When I was scared in the dark as a child, I always used to sing, and I automatically did that now. First very quietly, then louder and louder. After all, there was no one here to listen in on me.
Singing helped. I didn’t feel so scared, or so cold. After the first few minutes the lightbulb even stopped flickering. It started again when I began on Adele songs, and it didn’t seem to like Katy Perry, either. However, when I tried old Abba songs, it rewarded me with a steady, regular beam of light. A pity I couldn’t remember more of them, particularly the words. But the lightbulb was ready to accept lalala, one chance in a lifetime, lalalala.
I sang for hours, or that’s what it felt like. After “The Winner Takes It All,” Lesley’s ultimate unrequited-love song, I started again with “I Wonder.” I danced around the room at the same time so as not to get too cold. After the third encore of “Mamma Mia,” I felt sure that Gideon wasn’t going to turn up.
Damn. I could have stolen out of the cellar and gone upstairs after all.
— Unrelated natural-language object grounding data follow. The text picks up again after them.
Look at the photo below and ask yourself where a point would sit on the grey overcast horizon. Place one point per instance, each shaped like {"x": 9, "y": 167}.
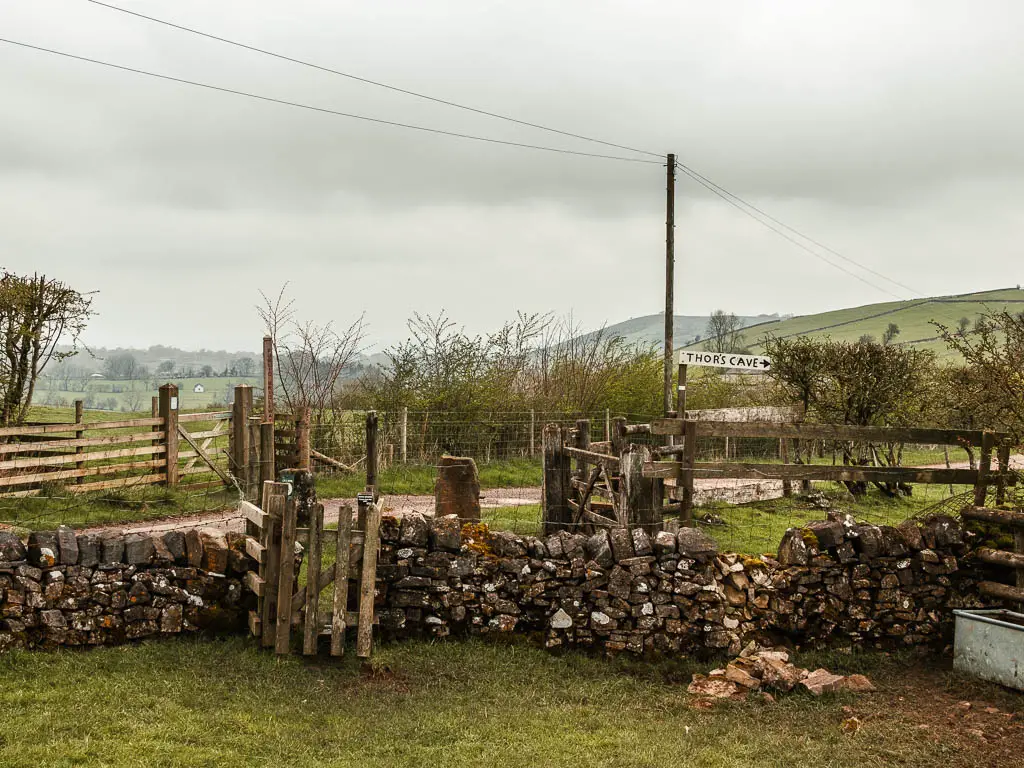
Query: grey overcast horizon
{"x": 890, "y": 131}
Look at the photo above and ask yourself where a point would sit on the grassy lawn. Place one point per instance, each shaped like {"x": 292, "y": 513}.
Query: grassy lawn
{"x": 757, "y": 527}
{"x": 194, "y": 702}
{"x": 418, "y": 479}
{"x": 109, "y": 507}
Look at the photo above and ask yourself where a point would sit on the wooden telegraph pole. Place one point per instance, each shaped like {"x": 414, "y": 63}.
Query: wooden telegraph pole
{"x": 670, "y": 275}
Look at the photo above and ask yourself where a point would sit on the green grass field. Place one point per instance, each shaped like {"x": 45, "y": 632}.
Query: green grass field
{"x": 188, "y": 702}
{"x": 137, "y": 394}
{"x": 913, "y": 318}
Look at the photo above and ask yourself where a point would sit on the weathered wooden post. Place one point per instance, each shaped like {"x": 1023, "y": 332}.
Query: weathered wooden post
{"x": 685, "y": 481}
{"x": 404, "y": 434}
{"x": 303, "y": 438}
{"x": 557, "y": 515}
{"x": 532, "y": 441}
{"x": 582, "y": 442}
{"x": 1003, "y": 458}
{"x": 79, "y": 434}
{"x": 268, "y": 379}
{"x": 638, "y": 505}
{"x": 984, "y": 468}
{"x": 783, "y": 453}
{"x": 169, "y": 413}
{"x": 240, "y": 435}
{"x": 267, "y": 468}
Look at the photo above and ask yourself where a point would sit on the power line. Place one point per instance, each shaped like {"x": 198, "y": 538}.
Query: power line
{"x": 368, "y": 81}
{"x": 815, "y": 254}
{"x": 326, "y": 111}
{"x": 700, "y": 178}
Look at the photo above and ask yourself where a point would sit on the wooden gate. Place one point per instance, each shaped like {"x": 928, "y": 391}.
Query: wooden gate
{"x": 282, "y": 603}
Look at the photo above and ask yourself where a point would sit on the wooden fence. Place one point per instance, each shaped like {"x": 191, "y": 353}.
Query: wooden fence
{"x": 619, "y": 482}
{"x": 284, "y": 607}
{"x": 182, "y": 451}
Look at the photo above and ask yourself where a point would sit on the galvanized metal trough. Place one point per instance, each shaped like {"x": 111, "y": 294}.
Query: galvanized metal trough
{"x": 989, "y": 644}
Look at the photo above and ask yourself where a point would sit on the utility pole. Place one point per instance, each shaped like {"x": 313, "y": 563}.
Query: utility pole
{"x": 670, "y": 274}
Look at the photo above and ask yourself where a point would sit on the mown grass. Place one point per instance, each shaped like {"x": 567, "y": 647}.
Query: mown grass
{"x": 418, "y": 479}
{"x": 756, "y": 527}
{"x": 198, "y": 702}
{"x": 56, "y": 506}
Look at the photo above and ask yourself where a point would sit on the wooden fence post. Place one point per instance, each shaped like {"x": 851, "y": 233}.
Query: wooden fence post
{"x": 404, "y": 434}
{"x": 532, "y": 433}
{"x": 79, "y": 434}
{"x": 267, "y": 470}
{"x": 1003, "y": 458}
{"x": 636, "y": 493}
{"x": 268, "y": 379}
{"x": 582, "y": 442}
{"x": 685, "y": 480}
{"x": 984, "y": 467}
{"x": 168, "y": 406}
{"x": 302, "y": 438}
{"x": 286, "y": 579}
{"x": 240, "y": 435}
{"x": 783, "y": 453}
{"x": 557, "y": 515}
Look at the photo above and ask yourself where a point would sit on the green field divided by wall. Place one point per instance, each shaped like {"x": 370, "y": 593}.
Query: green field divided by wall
{"x": 136, "y": 395}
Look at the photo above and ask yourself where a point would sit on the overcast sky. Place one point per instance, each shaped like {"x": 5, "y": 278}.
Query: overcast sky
{"x": 890, "y": 131}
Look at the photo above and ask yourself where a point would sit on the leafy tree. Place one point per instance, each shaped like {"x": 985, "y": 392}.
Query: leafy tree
{"x": 989, "y": 390}
{"x": 124, "y": 367}
{"x": 723, "y": 333}
{"x": 36, "y": 313}
{"x": 891, "y": 332}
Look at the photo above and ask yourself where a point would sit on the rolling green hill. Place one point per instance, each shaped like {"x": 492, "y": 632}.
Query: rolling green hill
{"x": 913, "y": 317}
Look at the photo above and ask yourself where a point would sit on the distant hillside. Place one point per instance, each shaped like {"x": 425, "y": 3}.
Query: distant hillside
{"x": 913, "y": 318}
{"x": 650, "y": 329}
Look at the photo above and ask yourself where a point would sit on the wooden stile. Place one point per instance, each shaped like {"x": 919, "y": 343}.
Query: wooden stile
{"x": 313, "y": 555}
{"x": 368, "y": 583}
{"x": 286, "y": 578}
{"x": 341, "y": 568}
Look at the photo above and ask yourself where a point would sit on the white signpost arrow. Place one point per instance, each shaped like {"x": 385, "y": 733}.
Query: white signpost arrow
{"x": 725, "y": 359}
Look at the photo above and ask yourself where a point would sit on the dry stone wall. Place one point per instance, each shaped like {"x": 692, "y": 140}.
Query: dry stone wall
{"x": 82, "y": 589}
{"x": 617, "y": 591}
{"x": 674, "y": 593}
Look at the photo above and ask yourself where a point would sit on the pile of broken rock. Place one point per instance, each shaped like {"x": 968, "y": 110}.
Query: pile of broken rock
{"x": 758, "y": 669}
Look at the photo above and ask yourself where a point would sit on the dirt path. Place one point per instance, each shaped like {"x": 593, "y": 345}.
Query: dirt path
{"x": 731, "y": 491}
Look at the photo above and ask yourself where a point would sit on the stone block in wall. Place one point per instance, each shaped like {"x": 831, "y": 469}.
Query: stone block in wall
{"x": 457, "y": 491}
{"x": 214, "y": 550}
{"x": 112, "y": 550}
{"x": 622, "y": 544}
{"x": 11, "y": 548}
{"x": 68, "y": 544}
{"x": 88, "y": 550}
{"x": 174, "y": 541}
{"x": 43, "y": 549}
{"x": 694, "y": 541}
{"x": 194, "y": 548}
{"x": 598, "y": 549}
{"x": 415, "y": 531}
{"x": 445, "y": 534}
{"x": 910, "y": 531}
{"x": 138, "y": 549}
{"x": 641, "y": 543}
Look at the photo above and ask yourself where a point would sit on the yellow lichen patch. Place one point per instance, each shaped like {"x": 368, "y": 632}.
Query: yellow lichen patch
{"x": 476, "y": 537}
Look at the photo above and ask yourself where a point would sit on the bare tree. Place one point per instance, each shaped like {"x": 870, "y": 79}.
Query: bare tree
{"x": 310, "y": 358}
{"x": 723, "y": 333}
{"x": 35, "y": 314}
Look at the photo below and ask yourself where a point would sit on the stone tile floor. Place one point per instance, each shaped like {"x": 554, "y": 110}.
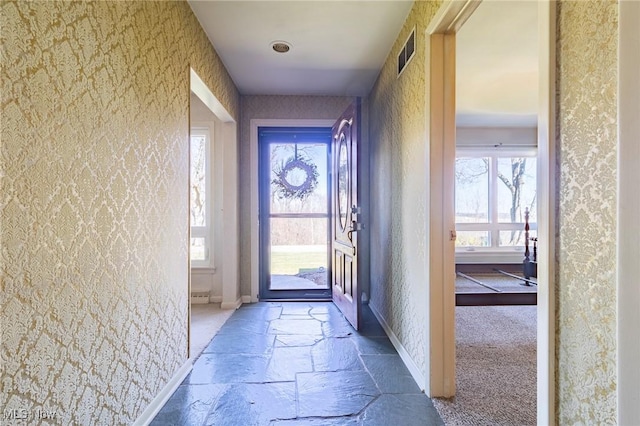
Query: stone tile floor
{"x": 298, "y": 363}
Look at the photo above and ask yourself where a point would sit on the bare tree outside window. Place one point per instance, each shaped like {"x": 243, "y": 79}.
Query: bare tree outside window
{"x": 494, "y": 191}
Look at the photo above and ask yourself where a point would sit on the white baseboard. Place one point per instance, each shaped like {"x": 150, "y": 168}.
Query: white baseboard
{"x": 158, "y": 402}
{"x": 404, "y": 355}
{"x": 231, "y": 305}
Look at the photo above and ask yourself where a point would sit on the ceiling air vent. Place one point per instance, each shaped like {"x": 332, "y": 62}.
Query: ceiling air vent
{"x": 407, "y": 51}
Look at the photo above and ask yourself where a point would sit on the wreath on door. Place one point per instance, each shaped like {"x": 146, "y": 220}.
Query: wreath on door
{"x": 296, "y": 178}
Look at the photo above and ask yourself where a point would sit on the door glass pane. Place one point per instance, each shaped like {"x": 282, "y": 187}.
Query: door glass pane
{"x": 472, "y": 190}
{"x": 298, "y": 178}
{"x": 516, "y": 189}
{"x": 343, "y": 182}
{"x": 298, "y": 253}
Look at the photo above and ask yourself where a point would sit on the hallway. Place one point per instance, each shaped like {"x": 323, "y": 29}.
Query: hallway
{"x": 298, "y": 363}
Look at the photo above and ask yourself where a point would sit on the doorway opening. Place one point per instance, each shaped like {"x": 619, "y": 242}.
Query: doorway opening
{"x": 294, "y": 212}
{"x": 441, "y": 47}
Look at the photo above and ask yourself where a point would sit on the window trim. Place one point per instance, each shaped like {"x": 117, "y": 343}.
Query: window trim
{"x": 203, "y": 231}
{"x": 493, "y": 226}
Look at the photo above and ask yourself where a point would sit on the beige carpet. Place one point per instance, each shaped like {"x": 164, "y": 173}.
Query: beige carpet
{"x": 206, "y": 321}
{"x": 496, "y": 367}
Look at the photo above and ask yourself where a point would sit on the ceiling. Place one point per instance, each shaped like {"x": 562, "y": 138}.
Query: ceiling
{"x": 497, "y": 65}
{"x": 339, "y": 46}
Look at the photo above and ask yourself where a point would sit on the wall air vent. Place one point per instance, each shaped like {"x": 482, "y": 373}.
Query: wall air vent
{"x": 407, "y": 51}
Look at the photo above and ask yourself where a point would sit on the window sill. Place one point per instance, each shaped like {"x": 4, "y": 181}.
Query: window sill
{"x": 202, "y": 270}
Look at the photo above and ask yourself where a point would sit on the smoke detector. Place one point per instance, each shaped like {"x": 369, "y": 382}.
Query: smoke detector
{"x": 280, "y": 46}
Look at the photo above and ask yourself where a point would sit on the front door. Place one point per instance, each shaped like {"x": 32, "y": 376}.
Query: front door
{"x": 345, "y": 212}
{"x": 294, "y": 213}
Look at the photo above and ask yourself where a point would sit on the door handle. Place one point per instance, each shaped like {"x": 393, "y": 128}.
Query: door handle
{"x": 355, "y": 226}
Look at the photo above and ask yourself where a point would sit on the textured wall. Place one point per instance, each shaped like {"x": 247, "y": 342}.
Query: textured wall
{"x": 272, "y": 107}
{"x": 398, "y": 180}
{"x": 94, "y": 202}
{"x": 586, "y": 277}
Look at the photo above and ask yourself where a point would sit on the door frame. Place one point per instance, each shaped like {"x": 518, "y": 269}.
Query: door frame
{"x": 628, "y": 211}
{"x": 440, "y": 77}
{"x": 255, "y": 193}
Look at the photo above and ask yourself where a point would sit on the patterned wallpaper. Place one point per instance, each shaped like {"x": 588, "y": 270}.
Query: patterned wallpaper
{"x": 94, "y": 203}
{"x": 272, "y": 107}
{"x": 586, "y": 247}
{"x": 398, "y": 165}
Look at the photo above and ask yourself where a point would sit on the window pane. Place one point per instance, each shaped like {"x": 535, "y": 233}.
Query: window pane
{"x": 299, "y": 248}
{"x": 198, "y": 249}
{"x": 298, "y": 178}
{"x": 515, "y": 238}
{"x": 472, "y": 190}
{"x": 516, "y": 189}
{"x": 198, "y": 179}
{"x": 473, "y": 239}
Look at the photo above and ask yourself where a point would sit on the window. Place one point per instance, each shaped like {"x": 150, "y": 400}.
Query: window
{"x": 492, "y": 193}
{"x": 200, "y": 254}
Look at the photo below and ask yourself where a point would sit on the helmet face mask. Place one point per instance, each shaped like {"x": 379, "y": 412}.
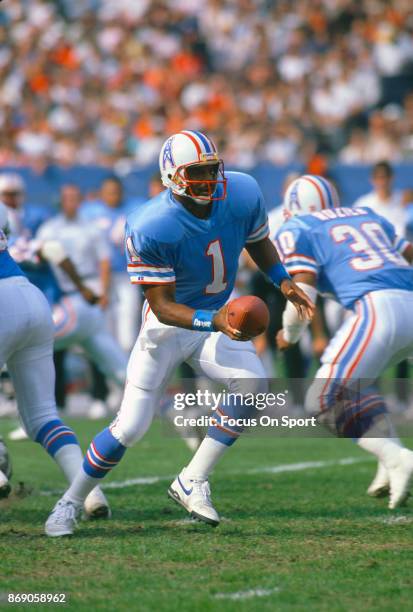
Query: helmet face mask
{"x": 309, "y": 194}
{"x": 190, "y": 166}
{"x": 196, "y": 178}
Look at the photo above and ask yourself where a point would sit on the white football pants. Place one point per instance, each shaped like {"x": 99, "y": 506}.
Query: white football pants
{"x": 159, "y": 349}
{"x": 79, "y": 323}
{"x": 378, "y": 334}
{"x": 26, "y": 346}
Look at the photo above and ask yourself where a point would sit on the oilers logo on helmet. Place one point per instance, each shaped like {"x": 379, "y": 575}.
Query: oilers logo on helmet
{"x": 167, "y": 154}
{"x": 308, "y": 194}
{"x": 179, "y": 153}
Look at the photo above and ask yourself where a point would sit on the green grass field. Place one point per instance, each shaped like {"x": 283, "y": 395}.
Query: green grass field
{"x": 308, "y": 539}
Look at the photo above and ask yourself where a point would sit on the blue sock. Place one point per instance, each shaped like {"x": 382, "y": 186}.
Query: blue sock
{"x": 55, "y": 434}
{"x": 103, "y": 454}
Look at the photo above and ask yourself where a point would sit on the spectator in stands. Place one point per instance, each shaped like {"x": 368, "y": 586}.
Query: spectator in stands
{"x": 265, "y": 78}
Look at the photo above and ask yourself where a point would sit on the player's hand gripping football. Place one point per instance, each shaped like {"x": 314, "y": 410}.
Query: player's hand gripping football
{"x": 221, "y": 324}
{"x": 298, "y": 297}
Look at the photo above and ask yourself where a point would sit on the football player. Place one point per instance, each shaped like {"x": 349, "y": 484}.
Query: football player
{"x": 354, "y": 255}
{"x": 183, "y": 248}
{"x": 26, "y": 347}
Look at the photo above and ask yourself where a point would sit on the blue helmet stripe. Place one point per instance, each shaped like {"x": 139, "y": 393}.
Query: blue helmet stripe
{"x": 328, "y": 190}
{"x": 204, "y": 141}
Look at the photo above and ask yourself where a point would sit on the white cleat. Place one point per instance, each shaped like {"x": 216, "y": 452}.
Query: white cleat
{"x": 63, "y": 519}
{"x": 195, "y": 497}
{"x": 18, "y": 434}
{"x": 380, "y": 484}
{"x": 96, "y": 505}
{"x": 400, "y": 475}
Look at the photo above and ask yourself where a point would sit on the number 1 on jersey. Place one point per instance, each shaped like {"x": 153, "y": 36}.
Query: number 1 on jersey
{"x": 219, "y": 283}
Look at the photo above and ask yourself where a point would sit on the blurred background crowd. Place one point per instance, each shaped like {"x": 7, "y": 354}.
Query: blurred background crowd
{"x": 103, "y": 81}
{"x": 89, "y": 90}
I tried “Head over Heels,” and when I got to “Wasting My Time,” he was suddenly standing there beside the sofa.
I closed my mouth and looked at him accusingly. “Why are you so late?”
“I imagine it seemed a long time to you.” His glance was still as cold and peculiar as a little while ago. He went over to the door and rattled the handle. “At least you had enough sense not to leave this room. You couldn’t know when I might come after you.”
“Ha, ha,” I said. “Is that meant to be a joke?”
Gideon leaned back against the door. “Gwyneth, you needn’t bother to act all innocent with me.”
I could hardly bear that chilly expression. The green eyes that I usually liked so much had gone the color of pea soup—the nasty sort we had in the school dining room, of course.